Back to list
This article was auto-translated.View original (中文)
Tech1mo ago

The Strongest Model on the Dark Side of the Moon, Kimi K2.6, is Released, Writing Code Non-Stop for 13 Hours, Benchmarking Against GPT-5.4

Recently, Moonshot AI released and open-sourced the KimiK2.6 model, with comprehensive upgrades in coding, long-range task execution, and Agent cluster capabilities. KimiK2.6 is now available on the Kimi official website, the latest version of the application, API, and KimiCode programming assistant. KimiK2.6 has shown impressive performance in multiple authoritative benchmark tests.

The Strongest Model on the Dark Side of the Moon, Kimi K2.6, is Released, Writing Code Non-Stop for 13 Hours, Benchmarking Against GPT-5.4

Whether it's the highly difficult Humanity's Last Exam, SWE-Bench Pro which focuses on real-world software engineering capabilities, or DeepSearchQA which evaluates Agent retrieval abilities, the scores all reached industry-leading levels, matching or exceeding closed-source models such as GPT-5.4, Claude Opus 4.6, and Gemini 3.1 Pro.

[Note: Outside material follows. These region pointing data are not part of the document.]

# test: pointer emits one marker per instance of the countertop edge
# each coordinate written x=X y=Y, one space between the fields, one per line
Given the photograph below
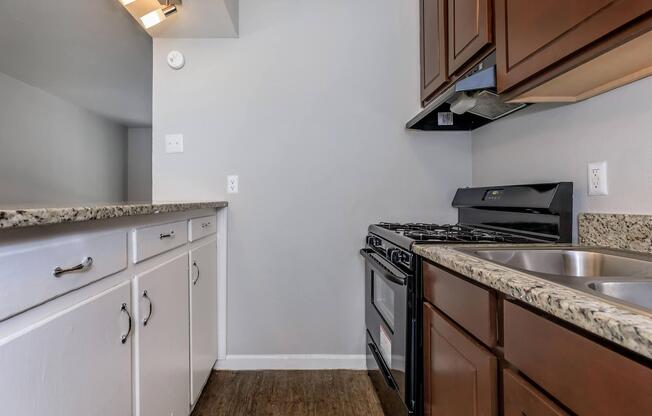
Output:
x=610 y=321
x=33 y=217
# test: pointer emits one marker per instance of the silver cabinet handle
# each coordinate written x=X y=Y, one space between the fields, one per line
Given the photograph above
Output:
x=195 y=280
x=151 y=307
x=81 y=267
x=124 y=337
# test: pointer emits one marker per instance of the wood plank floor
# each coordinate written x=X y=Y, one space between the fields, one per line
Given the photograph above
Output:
x=289 y=393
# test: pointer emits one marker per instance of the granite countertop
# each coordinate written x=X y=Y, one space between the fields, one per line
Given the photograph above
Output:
x=619 y=324
x=29 y=216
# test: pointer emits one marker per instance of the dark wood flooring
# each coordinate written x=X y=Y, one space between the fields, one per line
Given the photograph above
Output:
x=288 y=393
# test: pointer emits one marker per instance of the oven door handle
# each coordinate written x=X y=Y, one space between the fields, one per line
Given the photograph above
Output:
x=387 y=375
x=370 y=256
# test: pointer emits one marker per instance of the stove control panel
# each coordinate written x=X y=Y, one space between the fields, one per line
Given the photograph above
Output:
x=396 y=255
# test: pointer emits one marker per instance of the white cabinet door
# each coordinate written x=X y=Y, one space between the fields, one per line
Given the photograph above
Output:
x=162 y=340
x=203 y=314
x=73 y=363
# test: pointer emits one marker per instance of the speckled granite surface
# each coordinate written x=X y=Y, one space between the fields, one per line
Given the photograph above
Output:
x=16 y=217
x=623 y=231
x=624 y=326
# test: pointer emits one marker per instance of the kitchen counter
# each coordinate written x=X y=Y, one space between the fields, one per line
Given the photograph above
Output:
x=626 y=327
x=26 y=216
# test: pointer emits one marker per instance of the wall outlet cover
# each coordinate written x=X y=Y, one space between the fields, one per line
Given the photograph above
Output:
x=232 y=184
x=597 y=178
x=174 y=143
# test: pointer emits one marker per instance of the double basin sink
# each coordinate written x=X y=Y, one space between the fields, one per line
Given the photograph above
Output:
x=622 y=277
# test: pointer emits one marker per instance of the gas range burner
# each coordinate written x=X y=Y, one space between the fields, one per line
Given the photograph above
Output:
x=451 y=233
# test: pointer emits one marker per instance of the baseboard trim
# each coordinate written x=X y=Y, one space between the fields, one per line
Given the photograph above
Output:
x=293 y=362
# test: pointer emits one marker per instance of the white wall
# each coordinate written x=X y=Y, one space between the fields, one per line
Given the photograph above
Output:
x=54 y=152
x=308 y=107
x=555 y=144
x=139 y=164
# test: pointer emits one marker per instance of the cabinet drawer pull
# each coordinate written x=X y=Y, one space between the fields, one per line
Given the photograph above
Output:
x=124 y=309
x=195 y=280
x=151 y=306
x=81 y=267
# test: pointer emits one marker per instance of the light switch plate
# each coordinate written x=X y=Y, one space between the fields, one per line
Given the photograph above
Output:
x=232 y=184
x=597 y=178
x=174 y=143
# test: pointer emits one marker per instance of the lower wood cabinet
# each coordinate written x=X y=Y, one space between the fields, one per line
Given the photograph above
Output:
x=550 y=369
x=203 y=315
x=586 y=377
x=162 y=340
x=72 y=363
x=521 y=398
x=460 y=376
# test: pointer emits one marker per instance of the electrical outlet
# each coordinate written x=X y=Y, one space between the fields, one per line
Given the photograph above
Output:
x=597 y=177
x=232 y=184
x=174 y=143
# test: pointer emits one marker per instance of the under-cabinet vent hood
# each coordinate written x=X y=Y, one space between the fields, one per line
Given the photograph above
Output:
x=469 y=103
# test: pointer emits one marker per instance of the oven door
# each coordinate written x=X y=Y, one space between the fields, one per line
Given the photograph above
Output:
x=388 y=327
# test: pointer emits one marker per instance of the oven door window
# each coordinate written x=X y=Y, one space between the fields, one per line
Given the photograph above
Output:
x=383 y=298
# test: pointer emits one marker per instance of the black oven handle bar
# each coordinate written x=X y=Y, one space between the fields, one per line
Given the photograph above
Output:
x=383 y=367
x=370 y=256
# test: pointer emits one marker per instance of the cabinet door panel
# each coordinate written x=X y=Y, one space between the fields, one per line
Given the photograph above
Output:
x=203 y=315
x=433 y=46
x=531 y=36
x=470 y=30
x=162 y=345
x=521 y=398
x=72 y=364
x=460 y=376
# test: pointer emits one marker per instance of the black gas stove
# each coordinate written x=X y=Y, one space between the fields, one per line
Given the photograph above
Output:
x=540 y=213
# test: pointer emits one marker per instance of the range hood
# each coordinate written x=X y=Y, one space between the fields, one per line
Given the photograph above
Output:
x=469 y=103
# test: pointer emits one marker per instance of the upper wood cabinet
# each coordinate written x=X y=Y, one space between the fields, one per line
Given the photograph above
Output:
x=534 y=35
x=460 y=376
x=433 y=46
x=470 y=30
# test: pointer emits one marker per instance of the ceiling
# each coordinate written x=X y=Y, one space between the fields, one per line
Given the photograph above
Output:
x=87 y=52
x=200 y=19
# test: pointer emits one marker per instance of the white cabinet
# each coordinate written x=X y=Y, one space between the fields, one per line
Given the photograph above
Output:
x=162 y=340
x=72 y=363
x=203 y=315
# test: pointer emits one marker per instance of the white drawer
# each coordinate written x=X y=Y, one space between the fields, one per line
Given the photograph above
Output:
x=27 y=274
x=201 y=227
x=157 y=239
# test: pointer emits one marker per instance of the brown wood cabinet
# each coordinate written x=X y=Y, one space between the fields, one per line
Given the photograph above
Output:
x=470 y=30
x=434 y=71
x=549 y=369
x=460 y=376
x=521 y=398
x=471 y=306
x=586 y=377
x=534 y=35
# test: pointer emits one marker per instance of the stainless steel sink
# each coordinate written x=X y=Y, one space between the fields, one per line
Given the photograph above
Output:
x=635 y=292
x=620 y=276
x=570 y=262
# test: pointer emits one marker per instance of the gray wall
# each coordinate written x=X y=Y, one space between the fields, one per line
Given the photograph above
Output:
x=55 y=152
x=90 y=53
x=139 y=164
x=545 y=143
x=308 y=107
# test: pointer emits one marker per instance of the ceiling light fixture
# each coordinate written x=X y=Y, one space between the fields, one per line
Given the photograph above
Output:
x=151 y=12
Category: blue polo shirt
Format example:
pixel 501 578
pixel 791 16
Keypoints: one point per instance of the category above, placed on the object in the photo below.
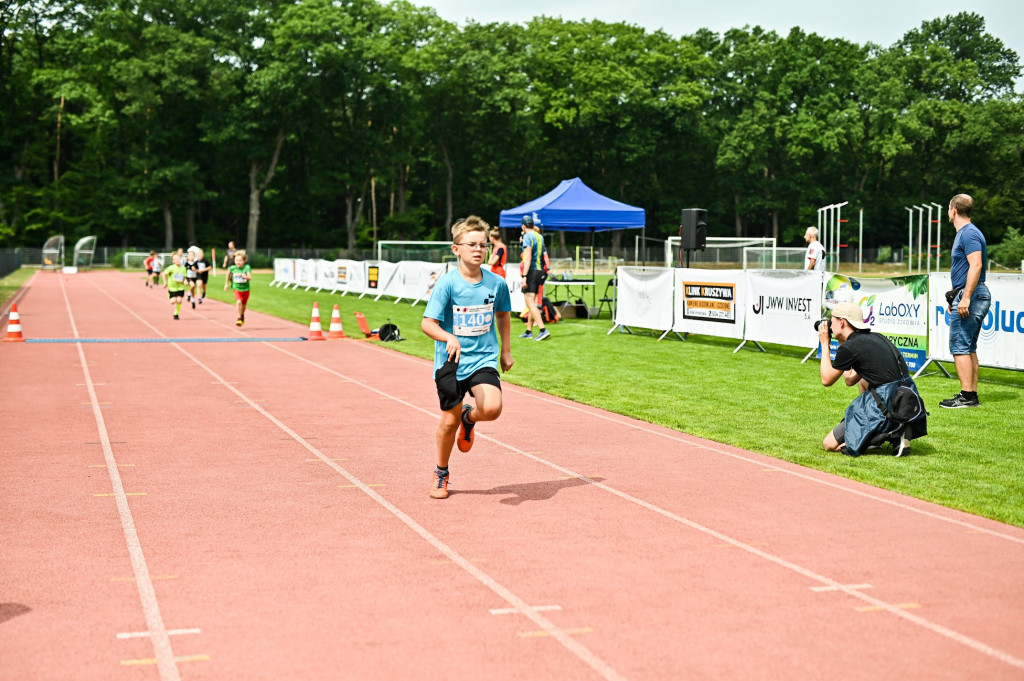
pixel 969 240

As Kimi's strongest coding model to date, Kimi K2.6 has significantly improved long-range coding capabilities.

In testing, it can code continuously for 13 hours, writing or modifying more than 4000 lines of code, completing the development and optimization of complex systems.

At the same time, by deeply integrating code with visual capabilities, Kimi K2.6 can deliver professional-grade Web applications with highly creative designs.

In the internal code evaluation Kimi Code Bench, K2.6's score is approximately 20% higher than the previous generation K2.5.

It is worth mentioning that its generalization ability is also outstanding.

Tests show that Kimi K2.6 can be deployed locally on a Mac and optimize the inference process using the Zig language. In over 4000 tool calls and 12 hours of continuous operation, the throughput increased from approximately 15 tokens/s to approximately 193 tokens/s, ultimately achieving an inference efficiency approximately 20% faster than LM Studio.

In terms of Agent capabilities, Kimi K2.6 supports multi-Agent collaboration, allowing scheduling of Agent combinations with different expertise to complete complex tasks, integrating capabilities such as search, in-depth research, document analysis, and long-form generation, significantly improving overall task quality.

At the same time, its Agent cluster architecture has also been upgraded, supporting up to 300 sub-Agents running in parallel, executing approximately 4000 collaborative steps, and completing end-to-end delivery from documents to web pages, and then to PPTs and tables in one go.